Isotropic motivic fundamental groups
Fabio Tanania
TL;DR
The paper develops a theory of isotropic motivic categories at the prime 2, constructing motivic t-structures on cellular isotropic MBP-modules and identifying their hearts as neutral Tannakian categories. It defines isotropic motivic fundamental groups as Tannaka groups extending $\mathbb{G}_m$ by pro-unipotent radicals, and computes them for $\mathbb{P}^1\setminus S$ and split tori, expressing the associated motivic categories as graded representations. A key bridge is built between isotropic Milnor K-theory and isotropic MBP-cohomology, including a Koszulity conjecture that governs when derived hearts recover module categories. The paper also uses Spitzweck’s derived framework to realize isotropic Tate motives as representations of affine derived group schemes, with a 0-truncation recovering the classical isotropic fundamental groups and connecting to the Koszulity question. Overall, it provides concrete computations, a derived perspective, and a clear link between motivic, Milnor K-theoretic, and Tannakian data in the isotropic setting.
Abstract
The main goal of this paper is to study relative versions of the category of modules over the isotropic motivic Brown-Peterson spectrum, with a particular emphasis on their cellular subcategories.
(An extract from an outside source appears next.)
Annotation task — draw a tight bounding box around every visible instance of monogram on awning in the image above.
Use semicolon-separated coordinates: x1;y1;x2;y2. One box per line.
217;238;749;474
Using techniques developed by Levine, we equip these categories with motivic $t$-structures, whose hearts are Tannakian categories over ${\mathbb F}_2$. This allows to define isotropic motivic fundamental groups, and to interpret relative isotropic Tate motives in the heart as their representations. Moreover, we compute these groups in the cases of the punctured projective line and split tori. Finally, we also apply Spitzweck's derived approach to establish an identification between relative isotropic Tate motives and representations of certain affine derived group schemes, whose 0-truncations coincide with the aforementioned isotropic motivic fundamental groups.